Sial! Cakra melupakan Doni. Raga dan Lintang sedang dititipkan pada temannya itu. Setelah mendapat kabar terkait Ratna, Cakra langsung melesat ke hotel tempat Ratna menginap.
"Ayo, kamu juga siap-siap," kata Cakra sambil berlalu ke depan cermin. Dia sibuk menata rambutnya yang sempat Ratna acak-acak selagi sesi panas mereka berlangsung. "Kamu malam ini tidur di rumahku."
"Kenapa? Aku bisa perpanjangan kamar hotel, kok."
"Lebih aman, Ratna," balas Cakra lembut sembari melempar tatapan melalui pantulan cermin. "Aku bakal antar kamu ambil barang-barang lainnya di apartemen setelah kakakku pulang dari acara kencan."
"Aku belum bilang setuju sama rencana kamu, lho, Cak," balas Ratna.
Dasar Ratna si wanita mandiri! Dia benar-benar memaksakan mau sendiri. Cakra yang keheranan cuma bisa menatap balik sambil mengangkat kedua alis.
Walaupun begitu, Cakra akui Ratna sebenarnya sudah sedikit berubah. Nada dan gaya bicaranya melembut. Cakra mendapat celah untuk terus menyentuh hatinya.
"Kamu boleh berpikir dan kasih keputusan setelah ketemu Raga nanti." Cakra mengusap kedua lengan Ratna ke atas dan bawah, lantas membubuhkan kecupan di keningnya. "Aku ke toilet dulu. Begitu aku keluar, kamu sudah harus siap.
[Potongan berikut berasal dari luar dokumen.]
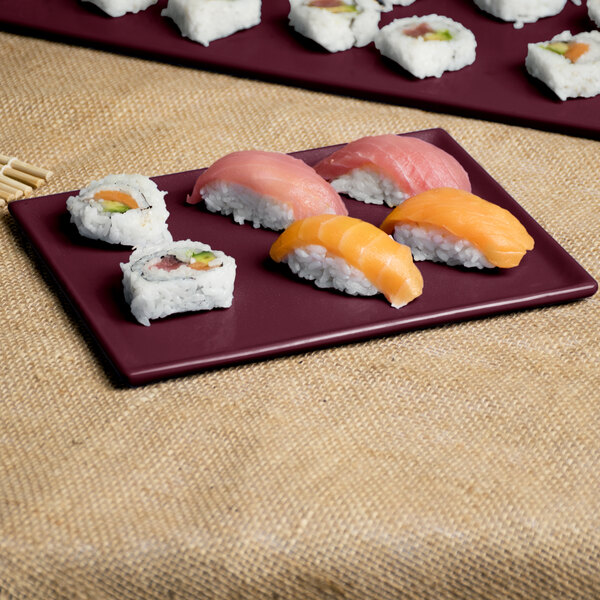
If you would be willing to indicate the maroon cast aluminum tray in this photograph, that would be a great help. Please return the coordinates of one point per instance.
(273, 312)
(495, 87)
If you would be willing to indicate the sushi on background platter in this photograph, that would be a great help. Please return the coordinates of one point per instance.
(121, 209)
(117, 8)
(521, 11)
(350, 255)
(204, 21)
(459, 228)
(427, 46)
(336, 25)
(387, 169)
(268, 189)
(178, 277)
(568, 64)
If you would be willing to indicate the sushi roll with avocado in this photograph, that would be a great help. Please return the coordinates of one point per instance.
(521, 11)
(204, 21)
(336, 25)
(117, 8)
(427, 46)
(121, 209)
(568, 64)
(594, 11)
(178, 277)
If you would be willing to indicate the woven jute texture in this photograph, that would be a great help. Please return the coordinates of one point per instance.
(453, 462)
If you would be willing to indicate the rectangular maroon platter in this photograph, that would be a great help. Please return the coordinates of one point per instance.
(495, 87)
(274, 313)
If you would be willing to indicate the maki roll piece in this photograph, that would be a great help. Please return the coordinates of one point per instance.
(179, 277)
(594, 11)
(336, 25)
(458, 228)
(568, 64)
(390, 168)
(117, 8)
(521, 11)
(269, 189)
(351, 256)
(121, 209)
(427, 46)
(206, 20)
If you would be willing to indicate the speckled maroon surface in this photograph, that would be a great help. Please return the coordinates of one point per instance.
(495, 87)
(273, 312)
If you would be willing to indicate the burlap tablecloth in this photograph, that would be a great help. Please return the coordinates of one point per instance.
(455, 462)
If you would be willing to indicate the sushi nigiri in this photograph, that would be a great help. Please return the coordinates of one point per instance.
(390, 168)
(121, 209)
(270, 189)
(349, 255)
(458, 228)
(177, 277)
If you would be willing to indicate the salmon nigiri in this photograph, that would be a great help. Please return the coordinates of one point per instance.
(270, 189)
(459, 228)
(350, 255)
(390, 168)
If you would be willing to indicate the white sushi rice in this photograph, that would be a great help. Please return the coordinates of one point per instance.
(312, 262)
(136, 227)
(204, 21)
(427, 58)
(370, 187)
(244, 204)
(440, 246)
(154, 293)
(521, 11)
(564, 78)
(117, 8)
(336, 31)
(594, 11)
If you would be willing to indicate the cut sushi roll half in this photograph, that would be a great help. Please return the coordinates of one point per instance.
(458, 228)
(390, 168)
(594, 11)
(351, 256)
(121, 209)
(117, 8)
(336, 25)
(269, 189)
(568, 64)
(427, 46)
(521, 11)
(179, 277)
(206, 20)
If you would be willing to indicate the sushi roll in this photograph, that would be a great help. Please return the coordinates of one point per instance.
(206, 20)
(336, 25)
(427, 46)
(121, 209)
(117, 8)
(178, 277)
(269, 189)
(594, 11)
(521, 11)
(568, 64)
(458, 228)
(351, 256)
(390, 168)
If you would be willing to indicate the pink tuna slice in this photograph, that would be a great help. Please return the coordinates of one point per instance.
(285, 179)
(412, 164)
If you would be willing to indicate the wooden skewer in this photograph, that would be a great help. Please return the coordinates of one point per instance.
(24, 167)
(15, 184)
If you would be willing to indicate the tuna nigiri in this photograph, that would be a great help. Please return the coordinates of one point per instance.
(390, 168)
(349, 255)
(459, 228)
(270, 189)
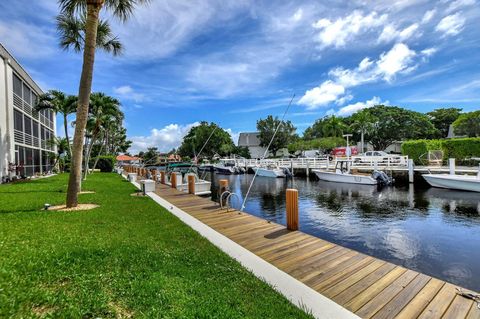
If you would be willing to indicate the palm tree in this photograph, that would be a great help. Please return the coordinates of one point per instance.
(61, 145)
(83, 34)
(334, 127)
(363, 123)
(59, 102)
(103, 109)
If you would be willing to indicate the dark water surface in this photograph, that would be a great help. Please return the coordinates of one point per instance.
(434, 231)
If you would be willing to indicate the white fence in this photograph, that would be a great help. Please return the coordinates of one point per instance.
(324, 162)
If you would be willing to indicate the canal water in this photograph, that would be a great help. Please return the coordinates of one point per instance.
(434, 231)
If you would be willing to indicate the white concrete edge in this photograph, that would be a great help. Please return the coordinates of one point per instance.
(295, 291)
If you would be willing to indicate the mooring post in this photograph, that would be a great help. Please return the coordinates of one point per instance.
(292, 209)
(410, 171)
(223, 188)
(191, 184)
(451, 165)
(162, 177)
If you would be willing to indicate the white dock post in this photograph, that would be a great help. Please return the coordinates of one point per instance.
(451, 165)
(410, 171)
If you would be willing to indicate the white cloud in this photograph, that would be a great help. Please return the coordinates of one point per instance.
(164, 138)
(341, 31)
(128, 93)
(26, 40)
(455, 5)
(322, 95)
(390, 33)
(353, 108)
(428, 16)
(451, 25)
(399, 60)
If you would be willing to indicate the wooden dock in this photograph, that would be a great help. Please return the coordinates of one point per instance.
(367, 286)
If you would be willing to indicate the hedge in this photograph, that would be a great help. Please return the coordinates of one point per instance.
(459, 148)
(106, 163)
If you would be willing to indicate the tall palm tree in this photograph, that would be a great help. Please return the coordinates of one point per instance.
(59, 102)
(334, 126)
(363, 123)
(87, 38)
(101, 111)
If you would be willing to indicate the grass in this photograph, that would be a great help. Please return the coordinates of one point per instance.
(127, 258)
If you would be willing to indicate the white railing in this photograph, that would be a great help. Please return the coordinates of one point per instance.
(392, 161)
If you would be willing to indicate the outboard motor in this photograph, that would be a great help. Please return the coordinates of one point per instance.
(382, 178)
(287, 172)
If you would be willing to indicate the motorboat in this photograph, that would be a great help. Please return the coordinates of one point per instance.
(344, 174)
(460, 182)
(269, 171)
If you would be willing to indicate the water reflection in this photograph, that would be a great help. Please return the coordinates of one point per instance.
(434, 231)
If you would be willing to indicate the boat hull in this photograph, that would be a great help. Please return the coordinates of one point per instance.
(274, 173)
(345, 178)
(461, 182)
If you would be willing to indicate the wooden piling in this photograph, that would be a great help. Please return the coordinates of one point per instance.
(451, 166)
(191, 184)
(292, 209)
(162, 177)
(223, 188)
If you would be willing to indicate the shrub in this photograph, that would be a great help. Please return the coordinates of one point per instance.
(106, 163)
(459, 148)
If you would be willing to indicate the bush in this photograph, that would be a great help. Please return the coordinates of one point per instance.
(106, 163)
(459, 148)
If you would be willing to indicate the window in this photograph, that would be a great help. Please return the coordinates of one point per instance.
(17, 85)
(27, 97)
(35, 128)
(18, 121)
(27, 125)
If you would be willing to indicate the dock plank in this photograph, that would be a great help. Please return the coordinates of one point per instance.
(367, 286)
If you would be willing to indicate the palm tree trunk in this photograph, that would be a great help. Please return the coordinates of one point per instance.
(87, 157)
(85, 88)
(65, 126)
(98, 156)
(363, 145)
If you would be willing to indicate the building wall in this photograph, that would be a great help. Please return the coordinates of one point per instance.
(23, 132)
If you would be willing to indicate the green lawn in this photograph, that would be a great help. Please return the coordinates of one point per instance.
(127, 258)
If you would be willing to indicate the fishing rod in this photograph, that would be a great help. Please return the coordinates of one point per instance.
(266, 152)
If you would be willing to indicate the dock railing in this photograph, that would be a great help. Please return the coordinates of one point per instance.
(393, 161)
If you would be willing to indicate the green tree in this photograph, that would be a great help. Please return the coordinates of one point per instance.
(363, 123)
(316, 130)
(334, 127)
(104, 112)
(395, 124)
(87, 39)
(468, 124)
(285, 134)
(150, 156)
(442, 119)
(59, 102)
(220, 141)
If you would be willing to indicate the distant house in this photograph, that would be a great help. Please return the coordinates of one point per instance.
(128, 160)
(168, 158)
(251, 140)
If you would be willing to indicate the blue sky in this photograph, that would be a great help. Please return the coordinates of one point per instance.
(233, 62)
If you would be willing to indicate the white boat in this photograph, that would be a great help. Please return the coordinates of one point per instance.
(343, 174)
(461, 182)
(269, 171)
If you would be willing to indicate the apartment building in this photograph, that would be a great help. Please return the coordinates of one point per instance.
(24, 133)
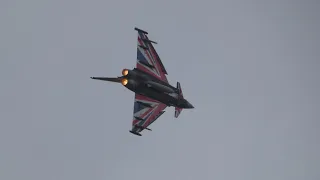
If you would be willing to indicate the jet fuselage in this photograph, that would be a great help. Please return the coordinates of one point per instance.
(149, 86)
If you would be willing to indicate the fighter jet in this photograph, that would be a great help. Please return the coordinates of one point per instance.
(148, 81)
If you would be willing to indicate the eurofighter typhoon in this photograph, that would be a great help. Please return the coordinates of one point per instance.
(148, 81)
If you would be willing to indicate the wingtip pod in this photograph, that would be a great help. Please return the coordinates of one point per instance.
(135, 133)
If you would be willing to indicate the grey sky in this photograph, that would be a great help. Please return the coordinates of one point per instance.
(250, 68)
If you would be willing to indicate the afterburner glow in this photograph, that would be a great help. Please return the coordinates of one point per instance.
(125, 72)
(124, 81)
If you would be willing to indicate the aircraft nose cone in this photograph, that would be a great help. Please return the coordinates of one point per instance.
(189, 105)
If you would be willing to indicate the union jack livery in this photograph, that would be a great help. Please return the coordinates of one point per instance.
(148, 81)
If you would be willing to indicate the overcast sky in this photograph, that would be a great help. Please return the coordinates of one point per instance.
(250, 68)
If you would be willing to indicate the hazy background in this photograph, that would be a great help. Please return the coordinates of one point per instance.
(250, 68)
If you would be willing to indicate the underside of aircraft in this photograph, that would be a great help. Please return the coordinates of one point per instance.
(153, 93)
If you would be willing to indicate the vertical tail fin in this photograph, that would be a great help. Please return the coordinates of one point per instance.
(177, 110)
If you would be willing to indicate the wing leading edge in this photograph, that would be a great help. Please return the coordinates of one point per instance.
(145, 112)
(148, 59)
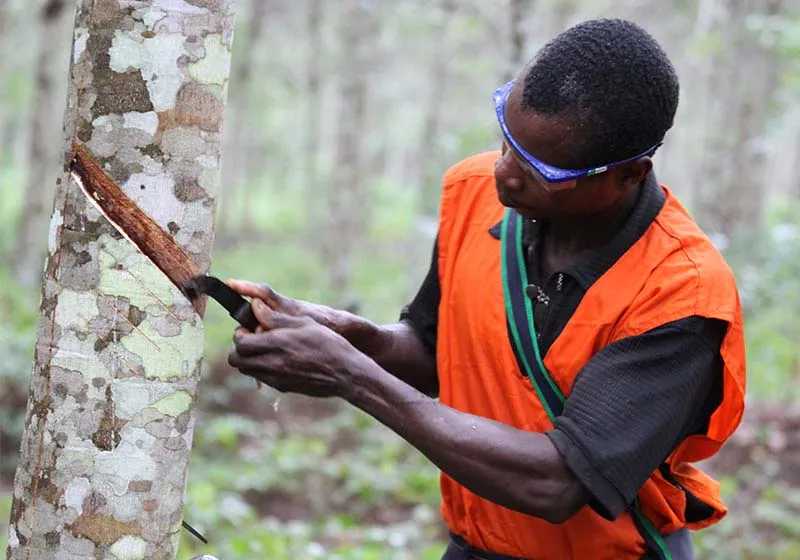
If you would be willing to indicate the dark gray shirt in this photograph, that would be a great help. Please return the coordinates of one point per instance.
(637, 398)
Nanti Doni ngomel lagi, pecahlah perang dunia ketiga."
Ratna dibuat ternganga oleh tindakan dan ucapan Cakra. Bisa-bisanya pria itu melakukan hal manis, tetapi sambil membicarakan urusan toilet. Namun, gaya santai Cakra justru menjadi daya tarik tersendiri.
Tangan Ratna menempel di kening, lalu turun ke bibir. Jantungnya berdebar-debar tak karuan. Ratna harus mengakui Cakra adalah pencium andalan. Dia dapat mengingat bagaimana lihainya pria itu menggerakkan bibir dan lidah, merayu Ratna supaya memberi balasan. Akan tetapi, kini efek ciuman di kening jauh lebih besar Ratna rasakan.
Isi hati Ratna berhasil dibuat berantakan.
Ratna menimbang-nimbang. Apakah sebaiknya dia mengikuti saran Cakra untuk saling mengenal?
Perlahan wajah Ratna memerah lagi. Wanita itu merasakan pusaran aneh di perut bawahnya setelah mengingat wajah Cakra pernah berada begitu dekat, tepat di depan wajah Ratna. Tak bisa memungkiri, Ratna membayangkan hal seronok, tadi dan kini.
Pertanyaan lainnya melintas di pikiran Ratna. Apakah gaya pacaran orang dewasa yang sama-sama telah mengenal kehidupan ranjang akan berbeda? Ratna membutuhkan jawaban.